NEW YORK (Reuters) - What Wall Street had thought would be a flood of infrastructure deals has turned out to be a trickle.
Last year bankers predicted cash-strapped state and city governments would sell or lease airports, toll roads and other public assets to investors with billions of dollars clamoring for stable, long-term returns.
Instead, public resistance against such sales has caused government officials in many states to hesitate, slowing deal traffic to a crawl.
“There’s no problem on the demand side,” said Dana Levenson, head of Royal Bank of Scotland’s North American infrastructure finance and advisory business. “‘Robust’ would be a vast understatement. It’s just not being matched by supply.”
The $1.8 billion lease of the Chicago Skyway toll bridge in 2005, last year’s $3.8 billion Indiana Toll Road lease and a growing pipeline of proposed deals indicated the United States at last had joined the worldwide privatization wave.
The global volume of deals involving public and private infrastructure assets -- from power utilities and seaports to airports and toll bridges -- last year tripled to $150 billion from the year before.
By some estimates, specialist funds have earmarked more than $75 billion for infrastructure investments, which with additional borrowing represents up to $400 billion in dry powder. Some bankers say buying power exceeds $750 billion.
All across Wall Street, firms have assembled teams and raised new specialized funds to handle the expected surge of public asset deals.
Lehman Brothers LEH.N earlier this month hired former U.S. Treasury Assistant Secretary Emil Henry to lead infrastructure deals. Before RBS RBS.L hired him in March, Levenson helped negotiated the sale of Chicago Skyway as that city's chief financial officer.
Yet U.S. deal activity has come to a halt amid unexpectedly strong public resistance to parting with taxpayer-funded assets, many of which are monopolies.
“The market has slowed because there is growing public skepticism that these deals are not in fact good for the public interest,” said John Foote, a Harvard Kennedy School of Government fellow and transportation expert who has testified before Congress on privatization.
Bankers had compiled lists of assets that could pass into private hands, including Chicago's Midway Airport, the Illinois lottery and the Pennsylvania Turnpike. New Jersey, where former Goldman Sachs co-CEO Jon Corzine is governor, hired UBS AG UBSN.VX to explore options for the New Jersey Turnpike, bridges, the lottery and more.
Texas, Virginia and other states wanted to tap private money to develop new toll roads. Yet in most cases, these deals ran into red lights.
The Illinois house earlier this month voted against the lottery lease by a margin of 78-6, making it unlikely that initiative will pass this year.
Privatization plans have run afoul of legislatures in a raft of other states in recent months, including Indiana, New Jersey and Pennsylvania. In Texas, lawmakers declared a two-year moratorium on privatized highways.
GAPING BUDGET GAPS
Yet bankers and privatization experts said U.S. deals eventually will happen. After years of underinvestment, for example, more than $500 billion is needed to repair roads and build highways to handle growing traffic.
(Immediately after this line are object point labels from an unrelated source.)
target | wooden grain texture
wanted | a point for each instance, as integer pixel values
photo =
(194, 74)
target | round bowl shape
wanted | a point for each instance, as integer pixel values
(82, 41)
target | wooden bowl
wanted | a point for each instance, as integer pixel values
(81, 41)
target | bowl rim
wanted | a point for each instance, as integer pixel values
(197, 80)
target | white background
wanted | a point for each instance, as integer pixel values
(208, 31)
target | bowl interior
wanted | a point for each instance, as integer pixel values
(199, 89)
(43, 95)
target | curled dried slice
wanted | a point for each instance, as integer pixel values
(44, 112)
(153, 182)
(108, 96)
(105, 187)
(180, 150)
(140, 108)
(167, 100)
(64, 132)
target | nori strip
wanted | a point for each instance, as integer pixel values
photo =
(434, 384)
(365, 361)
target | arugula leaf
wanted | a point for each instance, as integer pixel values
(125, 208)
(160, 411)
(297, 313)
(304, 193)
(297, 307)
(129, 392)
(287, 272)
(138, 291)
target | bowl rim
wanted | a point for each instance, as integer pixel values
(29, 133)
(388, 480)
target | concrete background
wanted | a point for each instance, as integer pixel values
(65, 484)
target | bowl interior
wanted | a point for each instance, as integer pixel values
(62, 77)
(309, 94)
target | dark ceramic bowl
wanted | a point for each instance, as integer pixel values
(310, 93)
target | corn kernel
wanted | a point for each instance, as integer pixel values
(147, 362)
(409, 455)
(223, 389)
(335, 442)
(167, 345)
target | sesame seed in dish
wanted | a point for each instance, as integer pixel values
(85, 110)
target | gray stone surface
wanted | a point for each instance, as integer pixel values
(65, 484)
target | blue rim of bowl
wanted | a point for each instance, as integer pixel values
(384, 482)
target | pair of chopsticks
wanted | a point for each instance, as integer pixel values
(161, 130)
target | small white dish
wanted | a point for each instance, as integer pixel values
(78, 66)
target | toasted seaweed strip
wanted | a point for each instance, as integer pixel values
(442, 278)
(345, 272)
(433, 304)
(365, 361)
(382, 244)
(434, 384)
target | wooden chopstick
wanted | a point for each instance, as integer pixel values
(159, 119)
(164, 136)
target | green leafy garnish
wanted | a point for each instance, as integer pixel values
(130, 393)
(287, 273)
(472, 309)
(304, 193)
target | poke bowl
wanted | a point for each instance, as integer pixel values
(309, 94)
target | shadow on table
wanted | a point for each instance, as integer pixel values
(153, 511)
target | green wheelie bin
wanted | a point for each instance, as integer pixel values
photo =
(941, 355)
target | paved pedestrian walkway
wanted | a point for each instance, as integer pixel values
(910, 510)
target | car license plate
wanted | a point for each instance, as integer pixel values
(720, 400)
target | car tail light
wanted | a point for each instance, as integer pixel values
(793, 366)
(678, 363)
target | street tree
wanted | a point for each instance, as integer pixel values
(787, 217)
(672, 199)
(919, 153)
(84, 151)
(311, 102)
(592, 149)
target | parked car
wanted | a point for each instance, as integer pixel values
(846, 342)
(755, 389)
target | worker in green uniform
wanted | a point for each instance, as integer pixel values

Lawmakers meanwhile are hard pressed to raise taxes further and may be limited in their ability to increase public debt.
"The needs are so great, this is not the end but just a delay in going to market," said Mark Florian, head of Goldman Sachs' GS.N infrastructure financing and advisory business.
Advocates say private interests like Australia's Macquarie Bank MLB.AX and Spain's Cintra CCIT.MC can do a better job managing roads and other assets. Windfall payments generated by these deals can fill gaping budget gaps or fund the development of new infrastructure.
Yet credit markets have tightened up in recent weeks, which could make it more expensive to finance deals. Moreover, some observers say the public is right to be cautious.
Lawmakers across the United States have had time to review deals signed by Chicago and Indiana. Critics of these transactions say these deals are short-term budget fixes that don’t do enough to protect taxpayers or expand capacity.
Trucking lobbies, motorist clubs and public interest groups, among others, oppose privatizing roads for fear private owners will raise tolls and be less accountable to the public.
“It boils down to the fact that what appeared to be a great idea,” Foote said, “withered under further public scrutiny.”